What is the definition of Intramural Hematoma
an aortic dissection without an intimal flap.
what is the radiographic definition of an intramural hematoma?
regional thickening of the aortic wall, >7mm in circular or crescent shape without intimal flap and without enhancement s/p contrast injection
what is the underlying pathophysiology of intramural hematoma (2)
1) spontaneous rupture of vasa vasorum --> aortic wall disintegration --> dissection +/- tear **OR** 2) intimal fracture of atherosclerotic plaque --> allows blood to propogate in the aortic media
what is the initial management of intramural hematoma
aggressive BP control in the ICU
what anatomic involvement is associated with highest involvement with intramural hematoma
ascending aortic arch and/or coexisting aneurysm --> warrant aggressive approach
how can intramural hematoma exist on a spectrum of disease with aortic dissections?
intramural hematoma and intact intima (like an acute aortic dissection with thrombosed lumen) --> full blown aortic dissection
what is the early mortality of acute aortic dissection per hour?

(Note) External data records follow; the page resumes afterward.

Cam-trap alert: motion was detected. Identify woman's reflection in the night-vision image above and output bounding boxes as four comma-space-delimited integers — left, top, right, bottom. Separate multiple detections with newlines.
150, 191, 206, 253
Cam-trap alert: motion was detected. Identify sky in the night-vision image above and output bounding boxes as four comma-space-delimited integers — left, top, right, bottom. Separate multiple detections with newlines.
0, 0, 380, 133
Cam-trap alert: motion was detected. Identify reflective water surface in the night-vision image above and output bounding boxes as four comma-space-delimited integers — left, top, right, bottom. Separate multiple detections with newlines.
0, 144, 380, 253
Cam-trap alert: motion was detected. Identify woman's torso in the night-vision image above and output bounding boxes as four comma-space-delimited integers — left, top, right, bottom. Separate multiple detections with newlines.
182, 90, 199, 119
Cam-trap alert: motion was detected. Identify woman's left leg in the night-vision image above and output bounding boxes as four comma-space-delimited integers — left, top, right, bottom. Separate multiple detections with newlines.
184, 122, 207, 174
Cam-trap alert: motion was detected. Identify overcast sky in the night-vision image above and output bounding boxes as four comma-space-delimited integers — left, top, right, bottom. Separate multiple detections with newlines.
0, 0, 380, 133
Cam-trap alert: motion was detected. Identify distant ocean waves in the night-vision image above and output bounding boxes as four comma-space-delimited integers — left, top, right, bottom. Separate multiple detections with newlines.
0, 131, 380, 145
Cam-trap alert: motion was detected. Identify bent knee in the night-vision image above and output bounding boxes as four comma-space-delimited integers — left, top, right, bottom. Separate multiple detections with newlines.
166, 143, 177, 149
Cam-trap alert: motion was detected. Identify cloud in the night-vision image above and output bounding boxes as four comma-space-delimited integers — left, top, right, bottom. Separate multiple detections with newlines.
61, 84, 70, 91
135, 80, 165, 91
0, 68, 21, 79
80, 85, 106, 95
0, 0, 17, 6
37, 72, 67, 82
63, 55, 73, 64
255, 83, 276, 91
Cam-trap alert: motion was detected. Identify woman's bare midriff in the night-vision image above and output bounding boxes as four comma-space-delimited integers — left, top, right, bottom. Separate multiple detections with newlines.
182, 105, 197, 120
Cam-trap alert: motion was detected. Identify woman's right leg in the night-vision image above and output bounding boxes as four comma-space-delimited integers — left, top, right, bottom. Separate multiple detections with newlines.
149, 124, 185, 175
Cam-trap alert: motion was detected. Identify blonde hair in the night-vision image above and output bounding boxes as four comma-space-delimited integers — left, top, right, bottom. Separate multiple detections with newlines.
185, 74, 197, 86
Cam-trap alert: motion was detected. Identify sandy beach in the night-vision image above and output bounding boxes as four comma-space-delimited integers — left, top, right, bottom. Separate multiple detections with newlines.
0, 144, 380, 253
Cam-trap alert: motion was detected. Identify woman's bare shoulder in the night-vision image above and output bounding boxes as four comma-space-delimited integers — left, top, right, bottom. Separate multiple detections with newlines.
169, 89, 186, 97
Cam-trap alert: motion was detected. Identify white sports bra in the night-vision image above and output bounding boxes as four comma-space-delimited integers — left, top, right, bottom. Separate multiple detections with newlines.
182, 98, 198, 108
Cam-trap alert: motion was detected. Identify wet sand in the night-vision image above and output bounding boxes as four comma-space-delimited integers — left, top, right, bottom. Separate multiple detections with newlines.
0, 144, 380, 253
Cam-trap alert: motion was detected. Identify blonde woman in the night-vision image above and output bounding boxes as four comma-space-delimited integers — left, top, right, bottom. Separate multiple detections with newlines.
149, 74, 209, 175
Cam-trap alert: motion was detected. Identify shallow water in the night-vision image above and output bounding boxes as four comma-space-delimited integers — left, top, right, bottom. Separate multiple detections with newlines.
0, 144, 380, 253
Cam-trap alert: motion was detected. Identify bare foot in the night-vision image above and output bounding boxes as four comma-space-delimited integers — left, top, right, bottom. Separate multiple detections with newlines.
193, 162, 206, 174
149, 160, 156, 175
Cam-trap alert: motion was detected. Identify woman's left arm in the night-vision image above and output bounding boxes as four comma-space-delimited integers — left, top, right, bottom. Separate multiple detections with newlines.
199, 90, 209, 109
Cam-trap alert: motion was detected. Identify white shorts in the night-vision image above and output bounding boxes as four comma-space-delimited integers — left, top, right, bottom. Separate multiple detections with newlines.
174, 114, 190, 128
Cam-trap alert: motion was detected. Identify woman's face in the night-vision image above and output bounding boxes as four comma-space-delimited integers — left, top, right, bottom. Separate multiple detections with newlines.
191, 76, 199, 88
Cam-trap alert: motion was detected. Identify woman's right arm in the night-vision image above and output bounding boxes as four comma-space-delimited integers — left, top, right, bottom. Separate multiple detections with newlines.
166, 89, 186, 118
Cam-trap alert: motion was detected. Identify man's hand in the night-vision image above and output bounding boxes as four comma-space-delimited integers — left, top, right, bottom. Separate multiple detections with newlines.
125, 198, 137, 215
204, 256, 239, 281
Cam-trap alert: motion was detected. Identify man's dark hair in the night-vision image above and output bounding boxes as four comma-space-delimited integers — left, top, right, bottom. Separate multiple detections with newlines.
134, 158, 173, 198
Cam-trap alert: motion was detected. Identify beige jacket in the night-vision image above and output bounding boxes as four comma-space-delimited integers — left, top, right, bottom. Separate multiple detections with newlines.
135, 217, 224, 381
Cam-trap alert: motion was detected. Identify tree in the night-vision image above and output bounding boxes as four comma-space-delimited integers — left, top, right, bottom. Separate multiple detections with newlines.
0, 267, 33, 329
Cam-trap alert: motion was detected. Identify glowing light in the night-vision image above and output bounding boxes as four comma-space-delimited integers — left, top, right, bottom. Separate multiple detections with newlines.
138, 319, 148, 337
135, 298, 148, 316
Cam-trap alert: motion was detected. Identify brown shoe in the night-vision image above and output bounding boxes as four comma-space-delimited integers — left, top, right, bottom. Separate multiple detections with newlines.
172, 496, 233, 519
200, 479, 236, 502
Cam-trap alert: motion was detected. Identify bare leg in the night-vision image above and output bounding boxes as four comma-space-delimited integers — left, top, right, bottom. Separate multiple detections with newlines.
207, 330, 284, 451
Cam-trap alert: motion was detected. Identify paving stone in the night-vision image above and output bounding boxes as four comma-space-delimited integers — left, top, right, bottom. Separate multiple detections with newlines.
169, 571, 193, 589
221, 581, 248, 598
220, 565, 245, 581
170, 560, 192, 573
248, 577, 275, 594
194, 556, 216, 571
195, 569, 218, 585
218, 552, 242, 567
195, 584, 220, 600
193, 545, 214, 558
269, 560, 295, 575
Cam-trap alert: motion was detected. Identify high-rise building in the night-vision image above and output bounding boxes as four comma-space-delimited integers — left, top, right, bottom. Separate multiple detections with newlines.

1-2% per hour; therefore misdiagnosis causing a delay in treatment --> catastrophe
define a DeBakey Type I dissection
involving ascending, arch, and descending aorta
define a DeBakey Type II dissection
involves only ascending aorta
Define a DeBakey Type III dissection
originates and propagates distal to the left SCA
Distinguish a DeBakey Type IIIa and IIIb dissections
Type IIIa: descending thoracic aorta; Type IIIb: extends beyond diaphragm
Define a Stanford Type A dissection
positive ascending aortic involvement
Define a Stanford Type B disection
no ascending aortic involvement (therefore arch and/or descending involvement)
What is the relative duration of acute, subacute, and chronic dissections?
<2 weeks: acute; 2-6 weeks subacute; > 6 weeks, chronic
What percent of all dissections are acute Stanford A and how are they managed?
60%, surgical emergency, needs immediate OR
what is the difference between "complicated" and "uncomplicated" Stanford Type B dissections in presentation and management? What are their relative frequencies?
Complicated (20%) rupture/impending rupture; malperfusion; refractory pain/HTN --> needs open or endovascular repair. Uncomplicated (80%) manage with aggressive medical therapy
What percent of patients with clinical picture of acute aortic dissection actually have intramural hematoma?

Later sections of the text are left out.